I read this code that seems to use lower 2 bits of addresses to store binary flag, see below (obfuscated due to sensitivity):
void *setFlag4Addr( void *addr, BOOLEAN flag )
{
// long for 32-bit machine.
long long ret;
if ( flag ) {
ret = (long long)addr | 0x2;
} else {
ret = (long long)addr | 0x1;
}
return (void *)ret;
}
I wonder what is the justification behind it? does it mean every address has the 2 least significant bits 0b00
?
It is because of alignment? for instance, IIRC, address obtained by say malloc
has an alignment of 16 bytes on 64-bit machines. But what if alignas
is somewhere used?
This function stores the value 1
or 2
in the least significant bits of the address passed as an argument and returns the updated address.
This method is used to implement tagged pointers. It relies on the following assumptions:
pointers must be aligned on a known power of 2, in this case at least 4
. This assumption is fine if said pointers point to objects with this alignment, which is indeed the case for pointers returned by malloc
and friends. The pointers returned by malloc
are guaranteed to be suitably aligned for the largest standard alignment, which is usually 16 on 64-bit machines and at least 8 on all standard architectures.
modified pointers must not be used directly to access the objects. The tagged must be removed first with an appropriate masking operation.

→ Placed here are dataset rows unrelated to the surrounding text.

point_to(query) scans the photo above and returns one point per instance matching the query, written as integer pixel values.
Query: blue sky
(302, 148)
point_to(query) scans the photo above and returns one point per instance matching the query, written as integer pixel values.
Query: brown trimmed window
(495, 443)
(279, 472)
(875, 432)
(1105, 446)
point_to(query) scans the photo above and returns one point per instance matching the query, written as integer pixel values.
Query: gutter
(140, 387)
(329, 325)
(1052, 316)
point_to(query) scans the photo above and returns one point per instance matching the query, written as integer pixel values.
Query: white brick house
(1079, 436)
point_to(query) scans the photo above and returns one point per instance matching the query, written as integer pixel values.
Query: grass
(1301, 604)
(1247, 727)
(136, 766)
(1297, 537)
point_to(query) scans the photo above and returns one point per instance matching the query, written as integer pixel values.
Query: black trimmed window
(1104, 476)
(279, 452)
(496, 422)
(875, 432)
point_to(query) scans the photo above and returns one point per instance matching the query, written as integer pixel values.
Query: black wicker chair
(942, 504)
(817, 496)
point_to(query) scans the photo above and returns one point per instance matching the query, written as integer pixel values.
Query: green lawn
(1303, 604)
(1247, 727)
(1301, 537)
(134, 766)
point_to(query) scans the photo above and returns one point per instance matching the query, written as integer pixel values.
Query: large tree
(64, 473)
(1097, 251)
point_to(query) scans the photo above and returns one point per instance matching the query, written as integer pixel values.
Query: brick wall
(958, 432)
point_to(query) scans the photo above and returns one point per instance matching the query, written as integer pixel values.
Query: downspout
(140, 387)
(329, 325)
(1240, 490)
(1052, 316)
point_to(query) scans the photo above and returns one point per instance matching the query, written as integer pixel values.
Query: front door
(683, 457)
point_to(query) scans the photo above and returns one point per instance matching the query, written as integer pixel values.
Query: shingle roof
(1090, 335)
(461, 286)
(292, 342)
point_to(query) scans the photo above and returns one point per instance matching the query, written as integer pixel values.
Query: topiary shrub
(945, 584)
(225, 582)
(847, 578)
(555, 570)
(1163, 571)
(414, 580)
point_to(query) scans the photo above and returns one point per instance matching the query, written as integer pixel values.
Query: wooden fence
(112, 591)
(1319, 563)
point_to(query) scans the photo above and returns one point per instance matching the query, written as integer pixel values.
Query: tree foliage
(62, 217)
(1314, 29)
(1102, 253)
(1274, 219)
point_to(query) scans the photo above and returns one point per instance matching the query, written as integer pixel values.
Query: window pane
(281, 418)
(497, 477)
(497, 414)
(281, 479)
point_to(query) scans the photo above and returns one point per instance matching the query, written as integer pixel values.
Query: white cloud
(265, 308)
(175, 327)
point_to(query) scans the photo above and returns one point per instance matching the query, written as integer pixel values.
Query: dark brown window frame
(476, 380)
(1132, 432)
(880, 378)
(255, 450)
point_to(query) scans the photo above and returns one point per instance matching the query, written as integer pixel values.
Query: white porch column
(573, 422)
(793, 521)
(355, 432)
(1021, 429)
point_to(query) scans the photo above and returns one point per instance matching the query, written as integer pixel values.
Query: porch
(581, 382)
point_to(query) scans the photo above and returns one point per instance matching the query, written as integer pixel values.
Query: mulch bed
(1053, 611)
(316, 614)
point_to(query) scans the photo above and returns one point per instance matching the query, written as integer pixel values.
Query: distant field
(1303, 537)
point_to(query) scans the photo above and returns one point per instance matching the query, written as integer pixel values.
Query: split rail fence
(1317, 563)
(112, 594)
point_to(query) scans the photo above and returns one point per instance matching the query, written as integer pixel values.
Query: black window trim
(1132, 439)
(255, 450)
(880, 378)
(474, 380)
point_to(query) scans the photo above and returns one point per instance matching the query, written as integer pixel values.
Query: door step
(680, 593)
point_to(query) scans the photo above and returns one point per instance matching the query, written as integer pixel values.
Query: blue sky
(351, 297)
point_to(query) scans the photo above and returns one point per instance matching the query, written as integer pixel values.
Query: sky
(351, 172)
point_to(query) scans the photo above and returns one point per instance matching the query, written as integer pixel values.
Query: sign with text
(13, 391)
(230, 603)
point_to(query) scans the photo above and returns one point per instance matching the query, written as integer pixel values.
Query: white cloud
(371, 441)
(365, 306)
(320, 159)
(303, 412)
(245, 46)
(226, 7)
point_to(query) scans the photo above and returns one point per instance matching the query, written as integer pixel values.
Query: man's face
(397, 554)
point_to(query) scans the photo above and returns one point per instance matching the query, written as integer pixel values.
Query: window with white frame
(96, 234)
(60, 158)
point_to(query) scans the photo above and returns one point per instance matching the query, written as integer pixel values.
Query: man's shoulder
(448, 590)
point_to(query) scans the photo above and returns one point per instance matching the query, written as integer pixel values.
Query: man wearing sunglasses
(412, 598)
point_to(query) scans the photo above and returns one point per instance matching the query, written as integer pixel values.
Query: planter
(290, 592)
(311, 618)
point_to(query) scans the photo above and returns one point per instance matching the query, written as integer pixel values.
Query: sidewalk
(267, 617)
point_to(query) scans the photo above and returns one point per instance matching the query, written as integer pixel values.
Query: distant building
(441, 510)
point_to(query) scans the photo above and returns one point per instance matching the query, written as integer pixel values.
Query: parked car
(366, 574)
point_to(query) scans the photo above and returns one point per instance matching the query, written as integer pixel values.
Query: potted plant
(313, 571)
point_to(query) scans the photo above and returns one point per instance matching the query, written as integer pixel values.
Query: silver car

the above code assumes that pointers are not larger than long long
, which is the case on all modern systems, but if would be safer to use an unsigned
type for this operation, eg: type uintptr_t
if available.
The code posted is not optimal as it performs a test. A simpler and more general solution would take the tag as an argument and use a single expression.
Here is a simple example:
#include <stdint.h>
typedef enum {
ptr_NONE,
ptr_INT,
ptr_STR,
ptr_OBJ,
ptr_MASK = 3,
} ptr_TAG;
void *pointer_set_tag(void *addr, ptr_TAG tag) {
return (void *)((uintptr_t)addr + tag);
}
ptr_TAG pointer_get_tag(void *addr) {
return (ptr_TAG)((uintptr_t)addr & ptr_MASK);
}
void *pointer_remove_tag(void *addr, ptr_TAG tag) {
return (void *)((uintptr_t)addr - tag);
}
void *pointer_untag(void *addr) {
return (void *)((uintptr_t)addr & ~(uintptr_t)ptr_MASK);
}
To help distinguish tagged pointers from actual object pointers, it is easy to add an incomplete type:
#include <stdint.h>
typedef enum {
ptr_NONE,
ptr_INT,
ptr_STR,
ptr_OBJ,
ptr_MASK = 3,
} ptr_TAG;
typedef struct tag_stuff *tagged_ptr;
tagged_ptr pointer_set_tag(void *addr, ptr_TAG tag) {
return (tagged_ptr)((uintptr_t)addr + tag);
}
ptr_TAG pointer_get_tag(tagged_ptr addr) {
return (ptr_TAG)((uintptr_t)addr & ptr_MASK);
}
void *pointer_remove_tag(tagged_ptr addr, ptr_TAG tag) {
return (void *)((uintptr_t)addr - tag);
}
void *pointer_untag(tagged_ptr addr) {
return (void *)((uintptr_t)addr & ~(uintptr_t)ptr_MASK);
}